In India, construction steel producers, who are mostly medium-sized enterprises making unbranded TMT (thermo-mechanical treatment) bars and rebars at plants of under 2 million tonnes per annum capacity, are unable to keep up with the rising input costs as they do not have the pricing power to pass on the increase in prices to their customers.
R.K. Goyal, managing director, Kalyani Steel and vice-president of Karnataka Iron and Steel Manufacturers’ Association, said while flat steel firms have been able to negotiate higher prices from customers, particularly automakers, long steel suppliers haven’t been able to do so.
“We haven’t had a price hike in three months from auto OEMs (original equipment makers). With iron ore prices going up and no increase in the selling price of steel, smaller mills are choosing not to produce as much. There has been no corresponding increase in steel price to make up for rising input costs."

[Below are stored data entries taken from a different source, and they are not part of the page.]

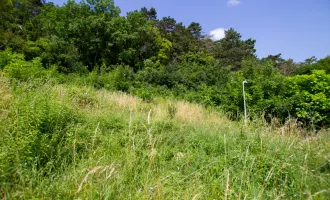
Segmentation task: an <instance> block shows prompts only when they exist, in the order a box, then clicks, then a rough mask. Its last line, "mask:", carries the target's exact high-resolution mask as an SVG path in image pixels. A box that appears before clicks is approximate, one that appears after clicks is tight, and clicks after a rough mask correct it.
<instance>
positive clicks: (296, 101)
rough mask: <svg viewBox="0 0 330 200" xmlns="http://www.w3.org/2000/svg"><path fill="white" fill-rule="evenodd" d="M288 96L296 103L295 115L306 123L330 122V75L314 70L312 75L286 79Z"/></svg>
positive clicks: (291, 101) (294, 102)
mask: <svg viewBox="0 0 330 200" xmlns="http://www.w3.org/2000/svg"><path fill="white" fill-rule="evenodd" d="M286 85H287V87H288V91H287V96H289V97H290V102H292V104H293V105H294V108H295V110H294V112H295V115H296V116H297V117H298V118H299V119H301V120H303V121H304V122H305V123H307V124H308V123H312V124H315V125H329V124H330V112H329V111H330V75H329V74H326V72H325V71H323V70H314V71H312V74H311V75H298V76H294V77H288V78H287V79H286Z"/></svg>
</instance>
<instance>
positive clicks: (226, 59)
mask: <svg viewBox="0 0 330 200" xmlns="http://www.w3.org/2000/svg"><path fill="white" fill-rule="evenodd" d="M241 37H242V36H241V34H239V33H238V32H236V31H235V30H234V29H232V28H231V29H229V30H227V31H225V38H223V39H221V40H219V41H217V42H216V45H215V47H214V49H213V55H214V57H215V58H217V59H219V60H220V62H221V63H222V65H223V66H230V67H231V69H232V70H234V71H235V70H238V69H240V68H241V66H242V60H243V59H244V58H246V57H251V56H252V57H254V56H255V52H256V49H255V48H254V45H255V42H256V41H255V40H253V39H247V40H241Z"/></svg>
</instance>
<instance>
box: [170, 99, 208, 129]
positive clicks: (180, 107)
mask: <svg viewBox="0 0 330 200" xmlns="http://www.w3.org/2000/svg"><path fill="white" fill-rule="evenodd" d="M176 108H177V112H176V118H177V119H178V120H180V121H182V122H189V123H198V124H201V123H203V121H204V120H205V118H204V117H205V110H204V108H203V107H202V106H201V105H197V104H190V103H187V102H182V101H179V102H177V103H176Z"/></svg>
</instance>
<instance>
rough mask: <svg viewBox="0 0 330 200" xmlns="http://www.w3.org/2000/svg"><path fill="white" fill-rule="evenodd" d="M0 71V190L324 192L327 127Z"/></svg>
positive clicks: (275, 194) (78, 192)
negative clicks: (141, 95) (135, 94)
mask: <svg viewBox="0 0 330 200" xmlns="http://www.w3.org/2000/svg"><path fill="white" fill-rule="evenodd" d="M0 80H1V81H0V84H2V86H4V87H1V90H0V91H1V94H6V95H1V97H0V105H1V113H6V114H2V115H1V121H0V137H1V138H2V142H1V143H0V148H1V154H0V189H1V190H0V191H1V192H0V198H1V197H2V198H3V197H4V195H6V198H7V199H32V198H35V199H36V198H37V199H329V198H330V190H329V188H330V181H329V180H330V177H329V176H330V164H329V160H330V150H329V147H330V140H329V139H330V138H329V132H326V131H324V132H323V133H322V134H318V135H316V136H315V135H313V137H303V136H302V135H300V132H299V131H298V130H299V129H297V128H295V126H294V125H292V124H286V125H285V127H286V128H283V127H284V126H280V125H274V126H269V125H265V124H264V123H263V122H262V120H260V121H255V122H251V123H250V124H248V125H247V126H244V125H243V123H241V122H232V121H230V120H228V119H227V117H226V116H225V115H224V114H222V113H219V112H216V111H214V110H210V109H208V110H207V109H204V108H203V107H201V106H199V105H197V104H190V103H186V102H176V101H173V100H172V101H170V100H166V99H155V100H154V101H152V102H146V101H143V100H141V99H140V98H137V97H134V96H130V95H127V94H124V93H116V92H109V91H106V90H95V89H93V88H91V87H87V86H76V85H70V84H63V85H59V84H55V83H52V82H46V83H44V82H43V83H42V84H40V83H36V82H23V83H15V84H12V86H11V87H10V86H9V82H8V81H7V80H6V79H5V78H1V79H0ZM4 97H5V98H4ZM8 99H10V100H8ZM1 195H2V196H1Z"/></svg>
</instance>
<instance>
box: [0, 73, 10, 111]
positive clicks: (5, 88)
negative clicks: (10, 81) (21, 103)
mask: <svg viewBox="0 0 330 200" xmlns="http://www.w3.org/2000/svg"><path fill="white" fill-rule="evenodd" d="M11 100H12V94H11V91H10V86H9V80H8V79H7V78H5V77H4V76H3V75H2V74H0V117H6V116H7V114H8V113H7V112H8V111H7V109H8V108H9V106H10V103H11Z"/></svg>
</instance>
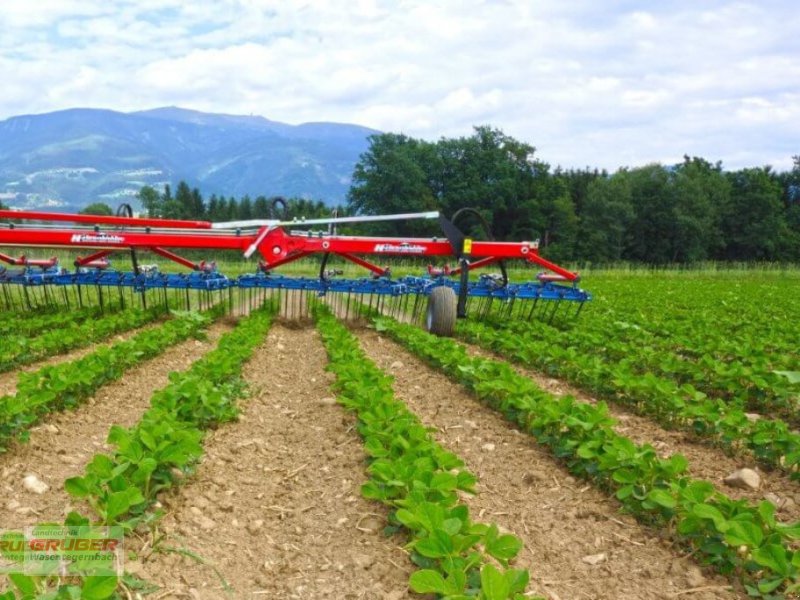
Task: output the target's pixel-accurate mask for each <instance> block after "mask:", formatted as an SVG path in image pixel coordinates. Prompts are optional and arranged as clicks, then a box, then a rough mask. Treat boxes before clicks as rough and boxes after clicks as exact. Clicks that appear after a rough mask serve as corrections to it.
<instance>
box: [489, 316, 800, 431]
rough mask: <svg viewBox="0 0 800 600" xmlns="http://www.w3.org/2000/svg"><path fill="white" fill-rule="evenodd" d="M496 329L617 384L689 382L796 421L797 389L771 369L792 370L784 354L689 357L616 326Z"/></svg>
mask: <svg viewBox="0 0 800 600" xmlns="http://www.w3.org/2000/svg"><path fill="white" fill-rule="evenodd" d="M500 328H501V329H503V330H504V331H506V332H507V333H506V334H505V335H507V336H508V337H510V338H511V339H513V340H518V339H519V338H520V336H522V337H524V338H526V339H536V340H537V341H538V342H539V344H546V345H548V346H560V347H562V348H569V349H570V350H574V351H575V352H577V353H578V354H580V355H581V356H583V357H591V358H592V359H593V360H602V361H603V362H605V363H606V365H607V366H608V368H609V369H611V368H613V370H614V371H615V373H616V377H615V378H616V379H618V380H625V381H629V380H631V379H635V378H637V377H641V376H646V375H648V374H655V375H657V376H658V377H659V378H660V379H664V380H670V381H674V382H675V384H677V385H678V386H680V385H682V384H690V385H691V386H693V387H694V388H695V389H696V390H698V391H700V392H703V393H704V394H707V395H709V396H712V397H716V398H720V399H722V400H725V401H726V402H727V403H729V404H732V405H734V406H737V407H739V408H741V409H742V410H749V411H753V412H764V413H765V414H771V415H772V414H777V415H779V416H781V417H783V418H785V419H786V420H788V421H790V422H792V423H793V424H796V423H798V421H800V414H798V411H797V404H798V397H800V386H798V385H797V384H796V383H793V382H792V380H791V379H790V378H789V377H791V372H783V373H782V372H780V371H776V367H777V366H784V367H785V368H796V364H797V363H796V362H791V357H789V356H788V355H787V356H785V357H784V359H782V360H781V361H778V360H776V359H775V357H774V356H769V355H766V354H759V355H758V356H756V355H755V353H752V356H751V360H750V361H749V362H748V363H745V362H743V361H741V360H721V359H719V358H716V357H715V356H714V355H713V354H711V353H705V354H702V355H700V356H691V357H689V356H685V355H684V354H682V352H681V351H677V352H675V351H671V350H670V349H668V348H666V347H665V346H662V347H658V346H652V345H649V344H648V340H646V339H643V336H641V335H640V332H639V331H638V330H636V329H635V328H631V327H630V326H627V327H623V326H622V325H621V324H619V323H617V324H616V325H613V324H612V325H609V324H607V323H606V324H605V327H604V328H603V329H601V330H595V329H594V328H592V327H588V328H586V329H583V328H576V330H573V331H569V332H565V331H559V330H558V329H556V328H554V327H551V326H549V325H547V324H545V323H540V322H517V323H508V324H502V325H500ZM779 362H780V363H783V364H782V365H780V364H778V363H779Z"/></svg>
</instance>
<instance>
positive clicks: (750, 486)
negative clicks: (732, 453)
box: [723, 469, 761, 490]
mask: <svg viewBox="0 0 800 600" xmlns="http://www.w3.org/2000/svg"><path fill="white" fill-rule="evenodd" d="M723 481H724V482H725V485H729V486H731V487H736V488H740V489H743V490H757V489H758V488H759V487H761V476H760V475H759V474H758V473H756V472H755V471H754V470H753V469H737V470H736V471H734V472H733V473H731V474H730V475H728V476H727V477H726V478H725V479H724V480H723Z"/></svg>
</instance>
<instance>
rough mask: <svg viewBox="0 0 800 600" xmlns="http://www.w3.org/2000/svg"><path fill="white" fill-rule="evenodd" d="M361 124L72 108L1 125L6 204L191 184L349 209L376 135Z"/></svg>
mask: <svg viewBox="0 0 800 600" xmlns="http://www.w3.org/2000/svg"><path fill="white" fill-rule="evenodd" d="M374 133H378V132H377V131H375V130H373V129H368V128H366V127H360V126H358V125H346V124H340V123H303V124H302V125H288V124H286V123H280V122H278V121H270V120H268V119H265V118H263V117H256V116H238V115H224V114H211V113H202V112H197V111H192V110H186V109H182V108H176V107H167V108H157V109H154V110H146V111H141V112H134V113H120V112H115V111H111V110H98V109H83V108H78V109H70V110H63V111H58V112H53V113H47V114H41V115H25V116H19V117H12V118H10V119H7V120H5V121H2V122H0V202H2V203H4V204H6V205H11V206H14V207H19V208H43V207H48V208H50V209H55V210H59V211H66V210H74V209H78V208H81V207H83V206H86V205H87V204H90V203H92V202H106V203H108V204H110V205H111V206H116V205H117V204H119V203H121V202H131V201H132V200H133V199H134V198H133V196H134V195H135V194H136V193H137V192H138V191H139V189H140V188H141V187H142V186H143V185H151V186H154V187H156V188H159V189H160V188H161V187H163V185H164V184H165V183H175V182H177V181H179V180H181V179H183V180H185V181H187V182H188V183H189V185H190V186H192V187H195V186H196V187H199V188H200V189H201V191H202V192H203V194H204V196H205V197H208V196H209V195H211V194H212V193H216V194H225V195H226V196H236V197H237V198H238V197H240V196H243V195H245V194H250V195H251V196H253V197H255V196H258V195H261V194H263V195H266V196H274V195H283V196H296V197H303V198H309V199H314V200H322V201H324V202H326V203H328V204H337V203H340V202H343V201H344V198H345V196H346V194H347V190H348V188H349V187H350V177H351V175H352V173H353V167H354V166H355V163H356V162H357V161H358V157H359V155H360V154H361V153H362V152H364V151H365V150H366V149H367V147H368V142H367V137H368V136H369V135H372V134H374Z"/></svg>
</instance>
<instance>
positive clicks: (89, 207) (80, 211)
mask: <svg viewBox="0 0 800 600" xmlns="http://www.w3.org/2000/svg"><path fill="white" fill-rule="evenodd" d="M78 214H81V215H99V216H111V215H113V214H114V211H113V210H112V209H111V207H110V206H109V205H108V204H106V203H105V202H95V203H93V204H90V205H89V206H87V207H86V208H84V209H82V210H81V211H80V212H79V213H78Z"/></svg>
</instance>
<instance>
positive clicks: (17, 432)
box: [0, 309, 222, 452]
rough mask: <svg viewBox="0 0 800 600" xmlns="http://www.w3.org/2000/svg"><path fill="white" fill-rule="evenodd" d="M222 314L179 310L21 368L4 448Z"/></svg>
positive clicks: (2, 417)
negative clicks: (123, 332)
mask: <svg viewBox="0 0 800 600" xmlns="http://www.w3.org/2000/svg"><path fill="white" fill-rule="evenodd" d="M221 313H222V310H221V309H217V310H216V311H214V312H213V313H210V314H208V315H201V314H198V313H180V312H176V313H174V318H172V319H170V320H168V321H166V322H165V323H164V324H163V325H161V326H160V327H158V328H155V329H148V330H146V331H142V332H140V333H138V334H136V335H135V336H133V337H132V338H130V339H129V340H125V341H122V342H117V343H115V344H113V345H111V346H109V347H106V348H98V349H97V350H95V351H94V352H92V353H91V354H87V355H86V356H84V357H82V358H79V359H76V360H73V361H70V362H66V363H62V364H59V365H51V366H46V367H42V368H41V369H39V370H38V371H34V372H32V373H20V375H19V382H18V384H17V391H16V394H12V395H7V396H2V397H0V452H3V451H5V450H6V448H7V447H8V443H9V442H10V441H11V440H12V439H14V438H16V437H20V438H21V439H23V440H27V437H28V436H27V434H28V429H29V428H30V427H31V426H33V425H35V424H36V423H38V422H39V421H40V420H41V419H42V418H43V417H44V416H45V415H47V414H49V413H53V412H57V411H61V410H65V409H71V408H75V407H76V406H77V405H79V404H80V403H81V402H83V401H84V400H86V399H87V398H89V397H91V396H92V394H94V393H95V392H96V391H97V390H98V389H100V388H101V387H102V386H104V385H106V384H107V383H110V382H112V381H116V380H117V379H119V378H120V377H122V375H123V374H124V373H125V371H127V370H128V369H130V368H132V367H134V366H136V365H137V364H139V363H141V362H144V361H145V360H149V359H151V358H154V357H156V356H158V355H160V354H162V353H163V352H164V351H165V350H167V348H169V347H171V346H174V345H175V344H177V343H179V342H182V341H184V340H187V339H189V338H190V337H198V336H200V335H202V331H203V330H204V329H205V328H207V327H208V325H209V324H210V323H211V319H212V318H214V317H217V316H219V315H220V314H221Z"/></svg>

“Rolling mills used to produce 45% of total long steel, but now they are able to produce 30-32% of market demand," V.R. Sharma, managing director, Jindal Steel and Power Ltd, told Mint. “Most large players like us are running at full capacity; we used to produce 55% of market demand, now that’s gone up to as much as 60%. Larger players cannot produce more."
Analysts say the shortage is being felt acutely in non-urban markets, where large integrated steel mills do not have a marketing presence, and where building projects may be delayed.
The secondary steel mills will be able to return to normalcy once iron ore prices begin to cool, Arnab Hazra, deputy secretary general, Indian Steel Association, told Mint. “I believe in four to six months, the effects of the Chinese stimulus will wear off, Brazilian iron ore supply will normalise and Odisha’s mining production will improve substantially. Subsequently iron ore availability as well as prices internationally and in the domestic market will cool down. This will benefit the entire steel industry, especially the secondary steel makers."